Look, I'm going to be straight with you. After 35+ years of coaching elite junior tennis players, I've watched too many talented kids get turned into tennis robots. You know what I'm talking about – those players who can hit picture-perfect forehands in practice but fall apart the moment they face someone who plays differently than everyone else in their program.

The whole tennis coaching industry has it backwards. Everyone's obsessed with what they're TEACHING instead of what players are actually LEARNING. That's the difference between traditional coaching and what I call the games-based approach.

The Problem with "Do You Understand?" Coaching

Here's what drives me crazy about traditional tennis coaching. A coach will spend 20 minutes explaining technique – "you need to do this, that, and the other thing" – then ask the kid, "Do you understand?" And what does every kid say? "Sure, I understand."

But they don't. They're just trying not to look stupid.

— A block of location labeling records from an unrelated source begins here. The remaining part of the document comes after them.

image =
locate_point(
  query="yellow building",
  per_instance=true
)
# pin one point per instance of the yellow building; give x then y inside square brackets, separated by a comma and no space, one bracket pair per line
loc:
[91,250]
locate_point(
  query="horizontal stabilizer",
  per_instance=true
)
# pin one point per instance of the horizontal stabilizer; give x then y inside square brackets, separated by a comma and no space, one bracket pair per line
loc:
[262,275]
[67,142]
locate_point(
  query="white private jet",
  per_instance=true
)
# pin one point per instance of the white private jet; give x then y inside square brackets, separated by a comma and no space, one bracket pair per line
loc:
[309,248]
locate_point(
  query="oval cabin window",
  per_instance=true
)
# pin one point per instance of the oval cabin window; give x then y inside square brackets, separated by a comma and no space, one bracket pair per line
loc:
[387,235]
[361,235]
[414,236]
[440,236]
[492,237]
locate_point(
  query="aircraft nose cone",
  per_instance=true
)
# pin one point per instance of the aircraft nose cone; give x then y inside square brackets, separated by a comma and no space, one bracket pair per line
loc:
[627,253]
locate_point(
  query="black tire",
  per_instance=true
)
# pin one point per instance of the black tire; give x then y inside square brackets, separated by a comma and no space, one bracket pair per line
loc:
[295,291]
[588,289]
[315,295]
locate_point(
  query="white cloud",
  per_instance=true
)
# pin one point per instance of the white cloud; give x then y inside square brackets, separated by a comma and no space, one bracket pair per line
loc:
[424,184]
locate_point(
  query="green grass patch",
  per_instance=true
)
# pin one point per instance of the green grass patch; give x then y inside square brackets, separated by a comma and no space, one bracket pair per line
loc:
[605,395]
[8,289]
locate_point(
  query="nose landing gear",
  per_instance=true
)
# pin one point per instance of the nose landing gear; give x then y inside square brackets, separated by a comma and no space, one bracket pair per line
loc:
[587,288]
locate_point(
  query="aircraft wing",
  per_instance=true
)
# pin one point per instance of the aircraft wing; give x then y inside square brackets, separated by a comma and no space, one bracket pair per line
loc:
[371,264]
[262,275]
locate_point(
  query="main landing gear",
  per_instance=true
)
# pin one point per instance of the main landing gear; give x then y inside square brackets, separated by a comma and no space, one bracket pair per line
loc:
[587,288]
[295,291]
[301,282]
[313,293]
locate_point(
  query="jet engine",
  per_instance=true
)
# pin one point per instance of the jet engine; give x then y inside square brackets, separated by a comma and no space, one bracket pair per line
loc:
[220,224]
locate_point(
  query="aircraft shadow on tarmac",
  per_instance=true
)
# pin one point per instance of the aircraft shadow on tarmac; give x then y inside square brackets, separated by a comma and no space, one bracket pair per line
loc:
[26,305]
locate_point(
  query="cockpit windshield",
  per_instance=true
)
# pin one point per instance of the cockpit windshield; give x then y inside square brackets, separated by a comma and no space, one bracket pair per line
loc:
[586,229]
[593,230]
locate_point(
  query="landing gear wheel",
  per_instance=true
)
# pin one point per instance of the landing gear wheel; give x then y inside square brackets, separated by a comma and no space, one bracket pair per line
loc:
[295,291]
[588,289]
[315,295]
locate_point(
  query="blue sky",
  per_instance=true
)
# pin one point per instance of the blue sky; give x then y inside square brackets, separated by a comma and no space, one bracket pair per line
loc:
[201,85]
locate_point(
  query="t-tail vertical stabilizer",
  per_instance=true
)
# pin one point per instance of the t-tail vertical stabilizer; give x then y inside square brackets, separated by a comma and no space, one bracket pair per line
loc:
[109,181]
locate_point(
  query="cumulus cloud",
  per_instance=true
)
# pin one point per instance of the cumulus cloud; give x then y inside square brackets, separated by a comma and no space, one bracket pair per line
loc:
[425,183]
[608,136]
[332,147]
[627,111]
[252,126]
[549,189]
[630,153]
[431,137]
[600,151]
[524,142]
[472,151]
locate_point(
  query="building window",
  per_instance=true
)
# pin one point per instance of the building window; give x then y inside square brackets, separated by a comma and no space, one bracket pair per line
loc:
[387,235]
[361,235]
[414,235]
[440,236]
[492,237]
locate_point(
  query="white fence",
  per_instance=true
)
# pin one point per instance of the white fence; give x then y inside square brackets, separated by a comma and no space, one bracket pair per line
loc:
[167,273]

This is classic teaching-focused coaching. The coach delivered the information, checked the box, and moved on. Meanwhile, the kid learned absolutely nothing they can actually use in a match.

I've been doing this long enough to know that weeks later, that same player will have their lightbulb moment and say, "Oh, NOW I get what you meant." That's because we were so focused on what we were teaching, we completely ignored whether they were actually learning anything.

Games-Based Learning: Where Real Tennis Players Are Born

Here's the fundamental problem with tennis coaching today: It's obsessed with what's being TAUGHT, not what's being LEARNED. Coaches pat themselves on the back for delivering perfect technical explanations, but they have no clue whether players actually absorbed anything useful.

The games-based approach – and yes, that's games with an "s," not game-based – flips everything on its head. Games-based is about putting players in competitive situational drills where they need to dissect the problem and apply their skill set to solve the riddle. It's not about me telling them what to do – it's about them figuring out solutions under pressure.

Now don't get me wrong – game-based training has tremendous value too. That's about isolating one part of the game and training possible outcomes. Both approaches are crucial, but they serve different purposes in player development.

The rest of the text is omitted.